St. Thomas Aquinas explained the imagination as “a storehouse of forms received through the senses” that are later called to mind.[1] St. Augustine considered it as a form of “spiritual vision,” distinct from our corporal and intellectual senses.[2] St. Theresa of Ávila described it as one of the most important powers of the soul.[3] Each of these Doctors of the Church spent ample time writing on the power of our imagination and its relationship to the life of faith. They understood that our imagination is part of our physical and spiritual nature. As such, it can affect our bodies and souls for good or for ill. Like all human faculties, our imagination must be trained and developed in order to be healthy, lest it become too weak or disordered—incapable of helping us enter into the reality of this life and the life to come. As catechists, we ought to consider how to form our imagination, and the imagination of those we teach, in the service of our call to holiness.
Jesus, as catechist par excellence, appealed to the imagination of his followers, painting elaborate scenarios. Most of his parables ask the listener to imagine a particular family, place, or circumstance that was common to life. We see him tell stories of disobedient sons (Mt 21:28–32), fiercely stubborn widows (Lk 18:1–8), harvesting wheat (Mt 13:24–30), and herding sheep (Lk 15:1–7). Some parables stretched the limits of the mind’s eye, appealing to circumstances less relatable but still within the grasp of a healthy imagination. Christ spoke of finding treasure (Mt 13:44–46), generous landowners (Mt 20:1–16), and extraordinarily compassionate fathers (Lk 15:11–32). Stories communicate truth and appeal to our imagination in ways that often transcend mere statements. The great southern Catholic author Flannery O’Connor once wrote, “a story is a way to say something that can’t be said any other way . . . You tell a story because a statement would be inadequate.”[4]
Forming a Healthy Imagination
The imagination is above all an integrative power. It reassembles the information that we take in through our senses for the purpose of calling to mind an object or experience in its absence or imagining something new and not yet experienced. I have never seen a purple dog, but I can imagine one. Unlike our external senses that can only perceive the object when it’s acting upon our sense organs, the imagination produces the sense of the object even when these objects are absent. For example, I can imagine a sunset and have its impression affect me without actually seeing it with my eyes.

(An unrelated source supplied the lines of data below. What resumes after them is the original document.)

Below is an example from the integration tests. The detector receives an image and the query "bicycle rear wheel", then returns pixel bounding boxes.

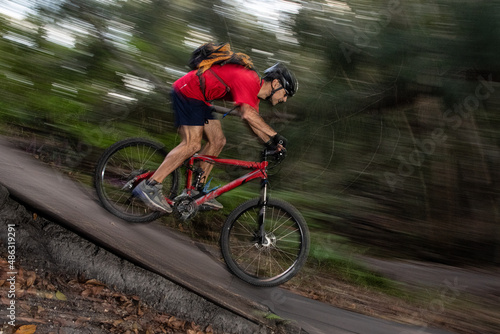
[94,138,179,223]
[220,199,309,286]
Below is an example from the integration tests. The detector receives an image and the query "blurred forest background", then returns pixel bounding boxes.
[0,0,500,264]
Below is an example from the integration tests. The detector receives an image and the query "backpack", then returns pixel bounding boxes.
[189,43,255,102]
[189,43,255,75]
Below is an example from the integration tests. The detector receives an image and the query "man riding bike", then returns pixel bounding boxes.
[133,58,298,213]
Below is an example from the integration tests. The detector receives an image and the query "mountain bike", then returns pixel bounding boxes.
[94,138,309,286]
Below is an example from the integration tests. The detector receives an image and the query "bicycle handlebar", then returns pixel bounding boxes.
[263,147,286,168]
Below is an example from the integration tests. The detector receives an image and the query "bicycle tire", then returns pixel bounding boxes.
[220,198,310,287]
[94,138,179,223]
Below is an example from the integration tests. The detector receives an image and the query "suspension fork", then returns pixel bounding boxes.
[258,178,269,245]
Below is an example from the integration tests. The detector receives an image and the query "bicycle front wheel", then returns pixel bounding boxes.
[220,199,309,286]
[94,138,179,223]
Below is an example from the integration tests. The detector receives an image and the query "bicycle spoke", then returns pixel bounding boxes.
[229,202,302,279]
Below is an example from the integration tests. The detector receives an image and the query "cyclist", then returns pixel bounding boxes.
[133,63,298,213]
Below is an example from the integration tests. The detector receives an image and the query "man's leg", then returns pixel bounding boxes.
[151,125,203,183]
[132,125,203,213]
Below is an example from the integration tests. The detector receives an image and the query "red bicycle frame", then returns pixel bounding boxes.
[166,154,269,206]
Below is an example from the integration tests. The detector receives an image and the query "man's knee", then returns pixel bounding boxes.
[187,142,201,155]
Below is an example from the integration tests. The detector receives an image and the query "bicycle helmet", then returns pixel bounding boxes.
[264,63,299,97]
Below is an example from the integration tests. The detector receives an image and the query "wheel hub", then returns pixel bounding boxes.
[174,196,198,221]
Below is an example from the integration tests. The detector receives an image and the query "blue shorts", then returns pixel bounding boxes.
[171,89,215,127]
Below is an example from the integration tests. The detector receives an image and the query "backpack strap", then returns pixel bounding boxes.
[198,68,231,102]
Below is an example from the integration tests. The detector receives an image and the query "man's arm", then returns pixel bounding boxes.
[240,104,277,143]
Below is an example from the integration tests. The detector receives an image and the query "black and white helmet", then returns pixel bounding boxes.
[264,63,299,97]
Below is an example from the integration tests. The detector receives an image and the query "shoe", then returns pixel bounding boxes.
[132,180,172,213]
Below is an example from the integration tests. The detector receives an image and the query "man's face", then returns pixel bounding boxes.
[271,79,287,106]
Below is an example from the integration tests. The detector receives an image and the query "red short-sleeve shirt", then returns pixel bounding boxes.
[173,64,261,111]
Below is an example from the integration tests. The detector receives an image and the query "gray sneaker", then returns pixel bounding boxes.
[132,180,172,213]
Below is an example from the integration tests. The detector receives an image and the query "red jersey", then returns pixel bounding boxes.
[173,64,261,111]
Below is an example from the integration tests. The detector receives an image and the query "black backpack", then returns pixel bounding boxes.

Forming a healthy imagination requires having as much good and true sensory data as possible. This means that our experience of the natural world is critical, as it serves as the primary foundation of our imagination. As Sr. Thomas More Stepnowski, OP, explains, “the imagination assists in forming an ‘interior landscape’ of the spiritual life which helps us navigate through the dark valleys to the restorative green pastures.” She continues, “For Catholics, the imagination is not an escape to a fantasy world. The imagination aids us in seeing the real world by integrating the natural world and the supernatural world, the visible and invisible.”[5]